Samantha Barrass highlighted the Financial Markets Authority’s growing relationship with non-bank lenders and finance companies during the conference. She emphasized the importance of lenders in enabling New Zealanders to borrow for essential needs and life goals. The FMA aims to ensure that customers are treated fairly and that financial service providers act with integrity. She also noted that recent changes announced by Minister Bayly will need to go through legislation, which has not yet been introduced. She emphasized that until the new law is passed, the Commerce Commission remains the regulator for the CCCFA. Although the FMA is increasing its engagement activities and working closely with the Commission to ensure a smooth transition, businesses should continue to work with the Commission as usual until the transfer is official.
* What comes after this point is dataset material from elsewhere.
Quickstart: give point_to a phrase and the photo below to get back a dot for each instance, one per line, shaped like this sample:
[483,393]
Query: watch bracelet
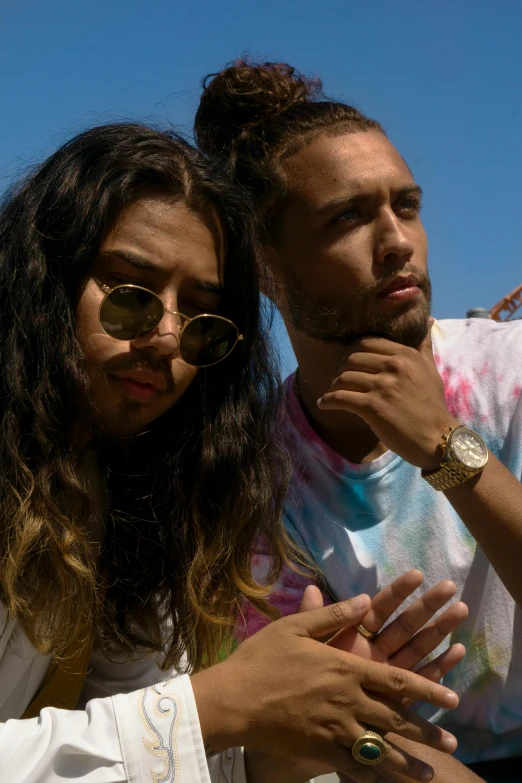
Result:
[447,476]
She introduced the FMA and what to expect from it as a regulator. The FMA, established after the Global Financial Crisis to address longstanding issues in the financial sector, is relatively young. The collapse of finance companies during that time exposed significant risks and harms, underscoring the need for regulation to protect investors and ensure robust capital markets in New Zealand. The FMA was created to meet these needs.
Samantha Barrass emphasized that the CCCFA transfer is about more than just moving roles around; it’s aimed at simplifying the regulatory landscape by having a single conduct regulator for financial markets. She highlighted that as a conduct regulator, the FMA uses different regulatory tools compared to the Commission’s role as a competition and consumer regulator.
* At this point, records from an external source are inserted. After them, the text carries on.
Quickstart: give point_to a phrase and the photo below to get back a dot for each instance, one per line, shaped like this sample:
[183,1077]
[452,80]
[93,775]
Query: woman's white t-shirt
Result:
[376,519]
The Financial Markets Conduct Act, along with other laws, provides the FMA with a broad range of tools for flexible and proportionate regulation. This includes oversight of financial advice providers, registered banks, non-bank deposit takers, insurers, and soon, non-bank lenders and finance companies.
She also noted that the Minister has proposed replacing the certification regime with a market services licence as part of the CCCFA transfer. Legislation will ensure that certified firms automatically receive this new licence once the law is in force. The goal is to make the transition smooth and reduce regulatory and compliance costs from the start.